Millionen von Tagelöhnern aus zentralasiatischen Ex-Sowjetrepubliken schufteten bisher in Russland. Mit der Wirtschaftskrise verlieren viele ihre Jobs – und in der Heimat wartet auf sie nur Chaos. Manch einer von ihnen schliesst sich deswegen dem IS an – weil dieser Geld und Unterkunft verspricht.

Legende: Video IS profitiert von russischer Wirtschaftskrise abspielen. Laufzeit 2:02 Minuten.
Aus Tagesschau vom 04.04.2015.

Die Billigarbeiter aus Zentralasien schuften in Moskau zu Dumpinglöhnen. Als Bauarbeiter und Hauswarte verdienen sie rund 15‘000 Rubel im Monat. Vor dem Währungscrash waren das knapp 400 Euro. Heute erhalten sie nur noch 200 Euro.

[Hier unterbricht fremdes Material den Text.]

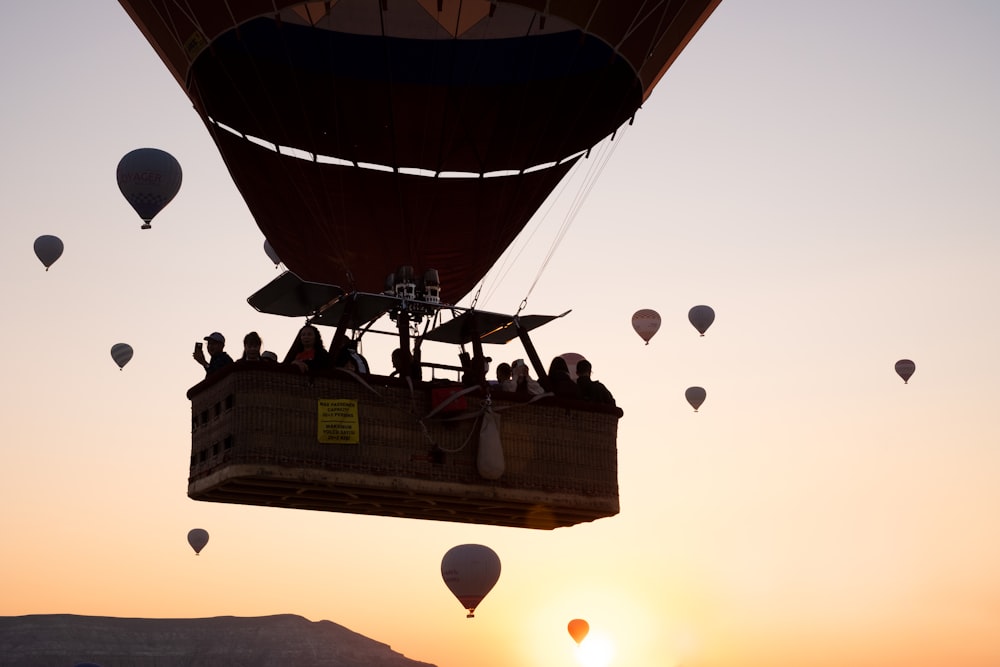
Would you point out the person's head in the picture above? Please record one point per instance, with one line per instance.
(251, 346)
(215, 343)
(310, 337)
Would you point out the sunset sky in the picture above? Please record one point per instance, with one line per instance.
(825, 175)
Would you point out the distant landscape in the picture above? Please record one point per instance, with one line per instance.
(65, 640)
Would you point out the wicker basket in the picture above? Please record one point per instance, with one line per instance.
(256, 440)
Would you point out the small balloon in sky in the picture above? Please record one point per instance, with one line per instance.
(646, 323)
(197, 538)
(121, 353)
(578, 629)
(905, 369)
(48, 249)
(149, 179)
(695, 396)
(470, 571)
(701, 317)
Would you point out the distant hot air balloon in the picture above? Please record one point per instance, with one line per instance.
(701, 317)
(149, 178)
(905, 368)
(572, 358)
(48, 249)
(578, 629)
(695, 396)
(121, 353)
(646, 323)
(271, 253)
(197, 538)
(470, 572)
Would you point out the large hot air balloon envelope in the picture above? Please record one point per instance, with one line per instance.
(197, 538)
(701, 317)
(365, 136)
(149, 178)
(470, 571)
(905, 369)
(578, 629)
(646, 323)
(121, 353)
(695, 396)
(48, 249)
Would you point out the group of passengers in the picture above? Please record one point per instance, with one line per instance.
(307, 353)
(516, 378)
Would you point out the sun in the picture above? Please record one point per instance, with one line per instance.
(595, 651)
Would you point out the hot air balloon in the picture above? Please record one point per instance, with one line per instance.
(469, 116)
(578, 629)
(470, 572)
(695, 396)
(646, 323)
(149, 178)
(197, 538)
(48, 249)
(413, 140)
(905, 368)
(269, 251)
(121, 353)
(701, 317)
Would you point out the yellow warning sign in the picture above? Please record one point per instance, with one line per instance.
(338, 421)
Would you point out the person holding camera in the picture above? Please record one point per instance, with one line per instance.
(218, 357)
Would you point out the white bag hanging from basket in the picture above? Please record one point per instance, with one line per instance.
(489, 458)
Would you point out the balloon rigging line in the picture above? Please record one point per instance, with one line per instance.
(579, 198)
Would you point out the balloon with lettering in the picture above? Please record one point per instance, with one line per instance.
(121, 353)
(695, 396)
(646, 323)
(470, 571)
(701, 317)
(149, 178)
(269, 251)
(197, 538)
(48, 249)
(905, 369)
(578, 629)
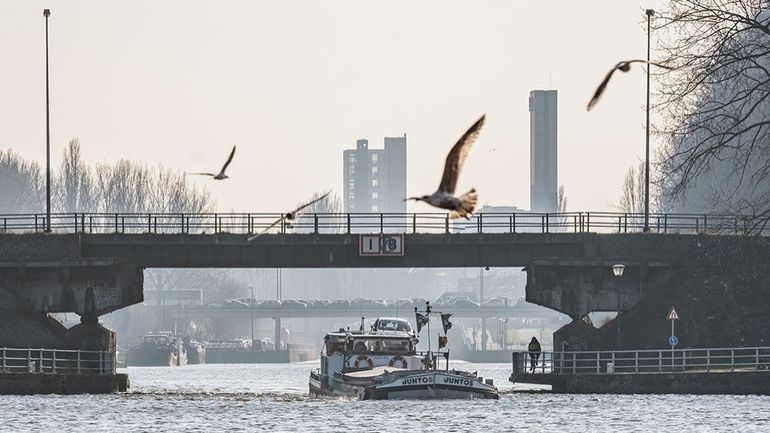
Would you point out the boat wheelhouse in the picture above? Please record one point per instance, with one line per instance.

Der IS als Krankenversicherer

«Ich fahre nach Hause. Hier macht das alles keinen Sinn mehr, zu wenig Geld», sagt der Gastarbeiter Nursultan Kabaiew. Vor der tadschikischen Botschaft in Moskau drängen sich Menschen – es sind Tagelöhner, die Ausreisepapiere beantragen.

Menschenansammlung vor Wechselstube
Legende: Wirtschaftschaos: Menschen vor einer Wechselstube in Duschanbe, der Hauptstadt der Ex-Sowjetrepublik Tadschikistan. Reuters

Doch zuhause, in den muslimisch geprägten Ex-Sowjetrepubliken Tadschikistan, Usbekistan und Kirgistan, wartet auf diese Männer nur wirtschaftliches Chaos.

Das sei der ideale Nährboden für Schergen der Terrororganisation Islamischer Staat (IS), sagt der Chef des Verbandes der Arbeitsimmigranten, Bachrom Chamoiew: «Viele werden sich als Söldner anwerben lassen und in Syrien kämpfen. Sie sehen für sich oft keinen anderen Ausweg.» Wer sich dem IS anschliesst, erhält einen Lohn – und oft noch Kranken- und Sozialversicherung.

Hunderte Kämpfer aus zentralasiatischen Armenhäusern

Auch in den kirgisischen Medien ist die Problematik ein Thema. Ein Fernsehbeitrag zeigt festgenommene Männer – die angeblich vom IS angeworben wurden. Unter ihnen sollen sich offenbar auch ehemalige Tagelöhner befinden. Sie hätten nach Syrien und in den Irak reisen sollen – wo für die radikalen Islamisten bereits hunderte Männer aus den Armenhäusern Zentralasiens kämpfen.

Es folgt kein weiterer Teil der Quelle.